Debemos, por consiguiente, problematizarnos a nosotros mismos problematizando nuestra sexualidad, una sexualidad, al fin y al cabo, regulada, disciplinada, convocada, estimulada, implicada y co-implicada: emplazada, en una palabra. Es decir, hemos de problematizar las condiciones actuales de posibilidad de ese ser estratigráfico que es el saber normalizado; hemos de problematizar ese ser estratégico que se corresponde con el poder como tejido de relaciones trans-subjetivas tendente a la reducción de su propia complejidad constitutiva8; y, en suma, hemos de problematizar, desde las redes de vínculos -vínculos cognitivos, vínculos afectivos, pero, también, y antes que nada, vínculos corporales- en las que emergemos como tales, ese ser pléctico que somos nosotros mismos como “plexos”, como «lugares dinámicos cruzados por líneas de agenciamiento y relaciones múltiples» [Vázquez Medel, 2003: 30].

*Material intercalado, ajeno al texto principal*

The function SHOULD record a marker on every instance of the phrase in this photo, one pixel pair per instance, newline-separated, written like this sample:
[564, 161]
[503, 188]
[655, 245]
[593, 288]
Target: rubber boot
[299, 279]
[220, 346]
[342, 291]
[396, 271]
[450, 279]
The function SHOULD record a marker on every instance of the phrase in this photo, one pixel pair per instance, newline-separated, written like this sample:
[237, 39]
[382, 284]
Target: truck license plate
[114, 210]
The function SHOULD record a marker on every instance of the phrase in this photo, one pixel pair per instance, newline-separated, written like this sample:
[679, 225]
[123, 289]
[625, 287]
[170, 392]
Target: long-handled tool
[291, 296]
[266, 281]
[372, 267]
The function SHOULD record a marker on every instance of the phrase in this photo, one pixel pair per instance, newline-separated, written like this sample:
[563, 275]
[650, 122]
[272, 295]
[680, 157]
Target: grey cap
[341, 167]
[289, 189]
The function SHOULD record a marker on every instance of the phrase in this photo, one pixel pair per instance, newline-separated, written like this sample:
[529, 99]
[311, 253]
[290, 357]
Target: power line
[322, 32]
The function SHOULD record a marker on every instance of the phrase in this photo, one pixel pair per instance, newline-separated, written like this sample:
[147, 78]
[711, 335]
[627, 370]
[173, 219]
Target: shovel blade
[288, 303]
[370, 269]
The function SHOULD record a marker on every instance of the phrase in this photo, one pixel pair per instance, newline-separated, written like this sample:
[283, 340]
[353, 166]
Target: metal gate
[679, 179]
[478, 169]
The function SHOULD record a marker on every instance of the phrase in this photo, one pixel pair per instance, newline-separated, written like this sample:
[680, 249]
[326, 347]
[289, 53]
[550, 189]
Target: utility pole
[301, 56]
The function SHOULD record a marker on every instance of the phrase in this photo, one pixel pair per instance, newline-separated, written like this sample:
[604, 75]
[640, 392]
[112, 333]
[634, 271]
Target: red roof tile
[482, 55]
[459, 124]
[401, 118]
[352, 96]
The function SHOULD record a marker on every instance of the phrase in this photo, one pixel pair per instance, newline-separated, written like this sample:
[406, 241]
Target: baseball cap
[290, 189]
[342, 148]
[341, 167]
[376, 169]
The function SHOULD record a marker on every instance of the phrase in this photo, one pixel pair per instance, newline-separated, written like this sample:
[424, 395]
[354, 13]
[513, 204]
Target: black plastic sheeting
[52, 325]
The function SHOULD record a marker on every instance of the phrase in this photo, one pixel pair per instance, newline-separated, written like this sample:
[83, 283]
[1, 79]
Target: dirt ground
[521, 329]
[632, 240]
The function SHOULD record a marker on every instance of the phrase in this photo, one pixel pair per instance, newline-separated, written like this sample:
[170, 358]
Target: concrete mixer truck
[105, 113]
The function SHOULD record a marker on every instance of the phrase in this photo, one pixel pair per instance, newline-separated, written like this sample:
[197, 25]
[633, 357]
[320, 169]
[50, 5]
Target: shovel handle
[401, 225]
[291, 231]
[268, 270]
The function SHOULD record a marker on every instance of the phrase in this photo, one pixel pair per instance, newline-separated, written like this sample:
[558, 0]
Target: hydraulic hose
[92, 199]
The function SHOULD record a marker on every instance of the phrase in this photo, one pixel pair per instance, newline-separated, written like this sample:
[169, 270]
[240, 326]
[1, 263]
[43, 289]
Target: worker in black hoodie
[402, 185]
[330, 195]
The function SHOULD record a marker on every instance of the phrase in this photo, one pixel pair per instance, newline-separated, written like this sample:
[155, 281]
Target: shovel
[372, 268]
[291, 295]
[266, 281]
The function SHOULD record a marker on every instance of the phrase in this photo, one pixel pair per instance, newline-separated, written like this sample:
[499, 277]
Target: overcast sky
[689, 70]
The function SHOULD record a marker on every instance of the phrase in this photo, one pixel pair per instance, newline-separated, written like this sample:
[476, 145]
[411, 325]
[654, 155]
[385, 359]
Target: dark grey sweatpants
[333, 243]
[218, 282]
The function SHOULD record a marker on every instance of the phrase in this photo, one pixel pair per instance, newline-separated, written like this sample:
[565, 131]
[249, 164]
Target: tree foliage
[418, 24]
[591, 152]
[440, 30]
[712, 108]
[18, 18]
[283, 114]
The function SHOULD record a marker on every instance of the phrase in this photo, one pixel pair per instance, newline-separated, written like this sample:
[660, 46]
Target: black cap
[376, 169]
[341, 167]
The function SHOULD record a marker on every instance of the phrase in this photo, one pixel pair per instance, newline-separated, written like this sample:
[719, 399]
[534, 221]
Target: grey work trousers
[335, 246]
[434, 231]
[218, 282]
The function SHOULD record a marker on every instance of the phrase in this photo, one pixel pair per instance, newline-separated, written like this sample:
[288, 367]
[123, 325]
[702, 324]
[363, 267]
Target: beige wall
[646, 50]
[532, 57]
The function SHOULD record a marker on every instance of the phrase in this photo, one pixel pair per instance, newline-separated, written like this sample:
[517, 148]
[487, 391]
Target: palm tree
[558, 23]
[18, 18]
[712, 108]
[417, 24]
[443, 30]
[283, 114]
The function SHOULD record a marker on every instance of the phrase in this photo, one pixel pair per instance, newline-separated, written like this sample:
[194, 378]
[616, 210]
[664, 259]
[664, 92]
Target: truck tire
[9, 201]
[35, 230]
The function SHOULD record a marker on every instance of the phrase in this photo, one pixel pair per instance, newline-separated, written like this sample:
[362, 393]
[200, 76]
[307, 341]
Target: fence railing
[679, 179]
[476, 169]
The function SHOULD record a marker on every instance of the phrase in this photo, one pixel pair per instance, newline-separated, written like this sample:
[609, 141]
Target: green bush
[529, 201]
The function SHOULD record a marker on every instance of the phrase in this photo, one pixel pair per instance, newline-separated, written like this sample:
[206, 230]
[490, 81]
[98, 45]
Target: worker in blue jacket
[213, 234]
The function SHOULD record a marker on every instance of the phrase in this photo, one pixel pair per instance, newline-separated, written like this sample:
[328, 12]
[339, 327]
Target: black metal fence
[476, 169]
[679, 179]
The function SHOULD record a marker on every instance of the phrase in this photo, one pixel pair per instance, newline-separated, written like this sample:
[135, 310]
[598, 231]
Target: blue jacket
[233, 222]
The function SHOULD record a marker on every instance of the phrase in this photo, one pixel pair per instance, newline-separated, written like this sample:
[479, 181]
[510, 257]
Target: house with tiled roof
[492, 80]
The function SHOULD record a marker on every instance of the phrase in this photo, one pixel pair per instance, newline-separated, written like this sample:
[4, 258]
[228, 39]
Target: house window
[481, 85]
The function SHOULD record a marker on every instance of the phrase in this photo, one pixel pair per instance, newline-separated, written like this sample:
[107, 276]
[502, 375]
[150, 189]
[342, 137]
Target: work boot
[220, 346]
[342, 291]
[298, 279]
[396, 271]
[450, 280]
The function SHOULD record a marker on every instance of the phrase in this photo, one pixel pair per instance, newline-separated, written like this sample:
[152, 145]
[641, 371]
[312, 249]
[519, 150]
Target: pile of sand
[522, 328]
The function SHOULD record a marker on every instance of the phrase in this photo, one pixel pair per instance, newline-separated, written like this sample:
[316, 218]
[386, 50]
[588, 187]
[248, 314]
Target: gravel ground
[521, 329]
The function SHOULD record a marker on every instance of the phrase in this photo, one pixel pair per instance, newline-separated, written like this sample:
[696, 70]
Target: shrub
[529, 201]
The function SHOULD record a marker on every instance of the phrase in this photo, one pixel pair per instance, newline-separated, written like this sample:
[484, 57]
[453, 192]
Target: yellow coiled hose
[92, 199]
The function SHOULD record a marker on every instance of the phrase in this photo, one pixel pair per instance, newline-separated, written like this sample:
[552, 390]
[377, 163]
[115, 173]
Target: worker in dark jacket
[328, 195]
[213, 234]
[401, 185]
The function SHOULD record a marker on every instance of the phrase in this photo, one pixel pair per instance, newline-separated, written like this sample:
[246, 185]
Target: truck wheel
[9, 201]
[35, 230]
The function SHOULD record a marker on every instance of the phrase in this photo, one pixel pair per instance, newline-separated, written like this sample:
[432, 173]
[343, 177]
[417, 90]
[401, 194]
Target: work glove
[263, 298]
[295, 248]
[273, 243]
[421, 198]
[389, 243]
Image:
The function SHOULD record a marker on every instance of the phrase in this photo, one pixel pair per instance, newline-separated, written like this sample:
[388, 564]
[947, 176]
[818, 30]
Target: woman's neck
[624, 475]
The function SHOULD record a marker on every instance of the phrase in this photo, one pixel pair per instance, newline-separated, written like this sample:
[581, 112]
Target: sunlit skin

En otra entrevista, “El interés por la verdad”, también recogida en el volumen Saber y Verdad, y de la que ya he dado cuenta en una nota anterior, Foucault aborda el concepto de “problematización” desde la superación de esa metafísica del objeto a la que da lugar su filosofía de la relación. Entendamos bien su alcance hermenéutico:

problematización no quiere decir representación de un objeto pre-existente, ni tampoco creación por medio del discurso de un objeto que no existe. Es el conjunto de las prácticas discursivas y no discursivas lo que hace entrar a algo en el juego de lo verdadero y de lo falso y lo constituye como objeto de pensamiento (ya sea bajo la forma de reflexión moral, del conocimiento científico, de análisis político, etc.) [Foucault, 1991: 231-232].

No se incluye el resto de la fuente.